A (literature-mined) summary of the biological relevance of other features identified (by Vikodak) as significantly differentiating between datasets obtained from Periodontally healthy controls (PH) and subjects with Periodontitis (PD). These datasets were obtained from Griffen et al. (2012).

https://doi.org/10.1371/journal.pone.0148347.t002

(C) Function-driven Microbial Interaction Networks

Individual contributions of various microbes towards different functions (at all KEGG hierarchy levels, viz. Pathways, class, and super-class) obtained using Vikodak can, in principle, be used for generating a microbial correlation network. Analysis of such a network (in terms of various network properties viz. Degree, Betweenness, Network Density, etc.) is expected to facilitate the identification of (1) microbes that play key functional roles in a given community, and (2) microbes (or group of microbes) that are functionally synchronised/ antagonistic with respect to each other. Furthermore, comparing such networks generated for two communities (e.g. healthy vs. diseased states) enables not only identification of changes in key regulatory members, but also helps in tracking the transition in overall functional interactions between the resident microbes. It is pertinent to note here that the networks discussed above are unique with respect to characterising functional interactions at a community level (as opposed to a taxonomic abundance derived network). Results obtained from the 'independent contributions' sub-module of Global Mapper (in Vikodak) enable generation of such function-based microbial networks, the latter utility being unavailable in any of the existing function prediction tools. S2 File (section E) represents the typical format of ‘pathway level functional profile of individual microbes’ generated by 'independent contributions' sub-module of Global Mapper. This profile is further used to infer function based inter-microbial interactions.

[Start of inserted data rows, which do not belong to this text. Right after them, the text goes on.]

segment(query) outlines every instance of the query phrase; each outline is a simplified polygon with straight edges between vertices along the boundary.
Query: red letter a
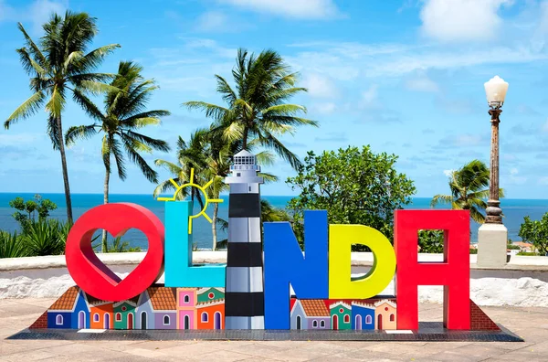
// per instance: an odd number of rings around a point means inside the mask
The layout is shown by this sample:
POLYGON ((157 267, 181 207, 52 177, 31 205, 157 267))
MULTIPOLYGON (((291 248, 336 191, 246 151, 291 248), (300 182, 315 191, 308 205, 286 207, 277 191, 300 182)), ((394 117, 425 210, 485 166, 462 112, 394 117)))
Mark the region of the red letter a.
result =
POLYGON ((418 329, 418 285, 443 285, 448 329, 470 329, 469 211, 396 210, 397 329, 418 329), (418 230, 444 230, 444 261, 418 262, 418 230))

Fig 9 depicts function-based microbial networks generated using the pathway level functional profile of individual microbes of PD and PH datasets, obtained using ‘Independent contributions’ sub-module of Vikodak. The networks in the figures were generated using Cytoscape 3.0.3 [30]. The methodology used for generating these networks is similar to that used in earlier studies [31]. Centipeda, a genus reported to have significant association with periodontitis [32,33], is observed to be the highest degree node in the PD network. Interestingly, this genus is found to be absent in the network generated using PH datasets. In addition, a noticeable decrease in number of negative interactions (S6 Fig) between the resident microbes of the PD environment is observed. This indicates synchronization of functional interactions between microbes in the diseased environment. This synchronisation is possibly due to specific physiologic condition(s) in the diseased state. Given this condition, microbes possessing (common) functional capabilities to inhabit that niche are expected to have a higher number of positive interactions as compared to the PH datasets.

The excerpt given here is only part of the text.